Once the simulation is finished, you can select which stage of the simulation you’d like to view with the “View Result” dropdown – we’ll use “Default” for our example. Now we can click the “History” button, which will load and bring all the iterations from the optimization to the software.
The last iteration of the simulation will show by default. In our case, we reached convergence in our third stage.
Note: These iterations and optimizations are completely automatic.
You can also view the steps of the simulation before reaching convergence by de-selecting the current stage, and selecting the other stages. This allows you to see the deviations from the target line during each stage of the simulation:
As stated before, the simulations will continue running until the maximum tolerance goes below the tolerance set for the simulation. You can see the tolerance values for each stage of the simulation, as well as for each target line, in the table to the left:
Our simulation is now complete!
Local trim line development of multi-stage optimization
In this simulation, we’ll focus on local trim line developments rather than the blank outline – and similar to the previous example, we’ll have three operations: OP10, OP20, and OP30.

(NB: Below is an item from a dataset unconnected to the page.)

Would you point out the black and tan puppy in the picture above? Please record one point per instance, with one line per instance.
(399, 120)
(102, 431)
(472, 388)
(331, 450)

The OP10 operation is a simple forming operation:
OP20 is a trimming stage, so we’ll be using the trim line in the example below to trim the blank:
The OP30 operation will perform a re-strike to flange the vertical wall on this part:
Defining the trim line is very simple. You can pick out the trim line from the trimming stage (in our case, OP20), and pick out the target line from the database:
We can view the result of this simulation by clicking History – the exact same process as the previous example. Our simulation managed to reach convergence in OPT2.
Just like before, the software will continue running iterations automatically until convergence is reached!
In summary, Dynaform is extremely useful in optimizing initial blank outlines – even with holes – to match target lines, and the software does this automatically. You can get perfect fits with your target lines.
- If you plan on adding guides or pins to locate blanks, will the pins be automatically positioned if the blank is being optimized?
- In the old version, this isn’t the case. After you pick a point on the blank and guide pins, and after the software modifies the trim line or blank outline, the pin will be updated based on the new position automatically.
- Can the blank mesh adapt in the optimization if you have a refined edge in the FS setup?
- Yes. Adaptive meshes are supported in the optimization.
- What is the usual number of iterations required in blank and trim line development?
- Normally, it will converge within 3-4 iterations. If it’s more than this, you’d need to check the model to ensure everything is correct. For most cases, the software can easily converge within 3 iterations.
- What is the lowest range of accuracy?
- Millimeter. Normally we use 1mm, but you can use smaller ones. It’s more difficult to achieve convergence with smaller tolerance, but you have control.